OLNEY (WSIL) -- Kisha Johnson's goal was to move her family away from gun violence on the south side of Chicago.
"My son was almost shot several times before he made it to eighth grade," Johnson said. "I saw bullets missing my son's head as he was running."
But the violence followed her son to the town of Olney. "I thought I was doing a good thing moving him away... I had no idea my son would die the way he died down here."
Johnson still remembers the chilling, haunting words that her son, 19-year old Kyle Johnson, said as he walked out the door of their home.
"He told me, 'Mom this is not Chicago... You don't have to worry about a shooting'," Kisha said. "'We're not in the city anymore.'"
About 30 minutes later, Kyle was shot, and later died at a hospital.
33-year old Tara Haws was arrested and charged with first degree murder by accountability. Police are still searching for 19-year old Rick Meador.
Kyle's cousin, Myah Gray, says race may have played a role in the shooting. She says Kyle talked about his encounters with residents and local police, saying they would make certain gestures at him.
"Being people of color we have to consider that," Gray said. "We don't have the luxury to push that aside and say this doesn't matter in the grand scheme of things. It does matter."
Kyle's sister, Kenya Ellis, remembers her brother as a pacifist and a protector. Ellis says Kyle was ambitious and was looking to start a career in rap music.
"He knew he was just the 'million dollar man' and he was going to make it and he was going to take care of all of us," Ellis said.

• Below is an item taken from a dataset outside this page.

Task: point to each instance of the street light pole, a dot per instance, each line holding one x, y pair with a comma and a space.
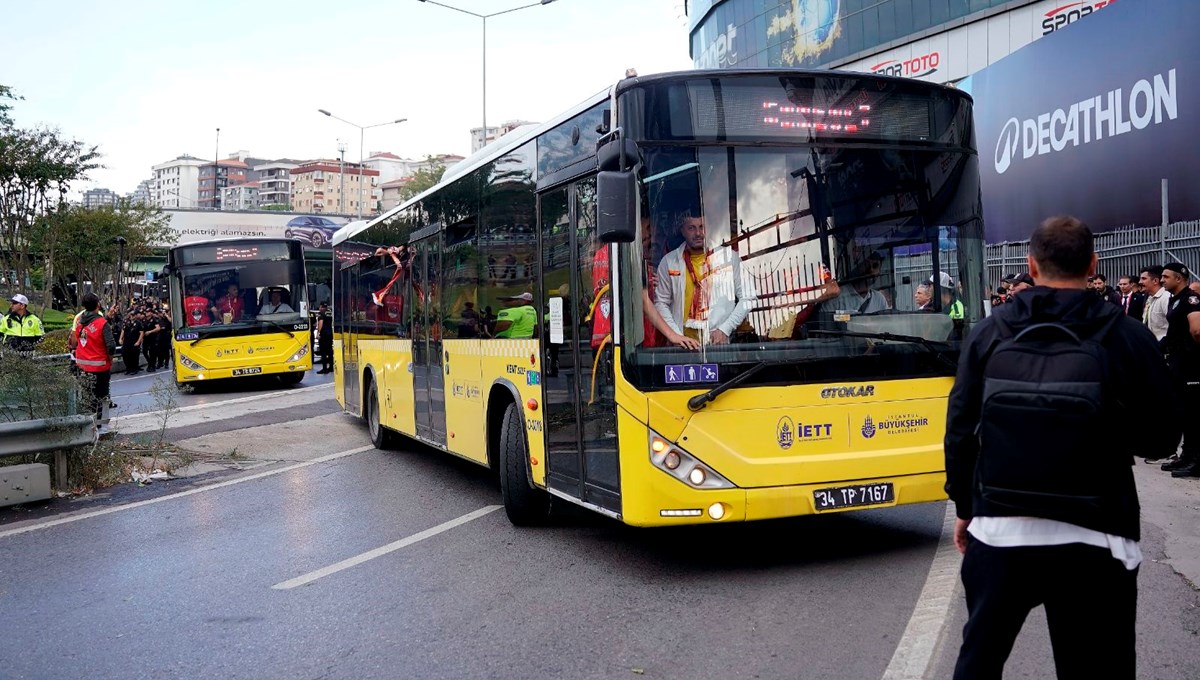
484, 18
363, 130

"He was always talking about making it in his rap career so he can take care of me and buy me a house," Johnson added.
Johnson, who moved to Southern Illinois in 2018, plans to move out of her home in Olney. She says it's too painful to stay in the same place her son once lived in.
But she wants others to know about the energy and positivity that Kyle radiated.
"He wasn't affiliated with anything but living life to the fullest, making rap music and having a good time," Johnson said. "[He] wanted everyone around him to have a good time."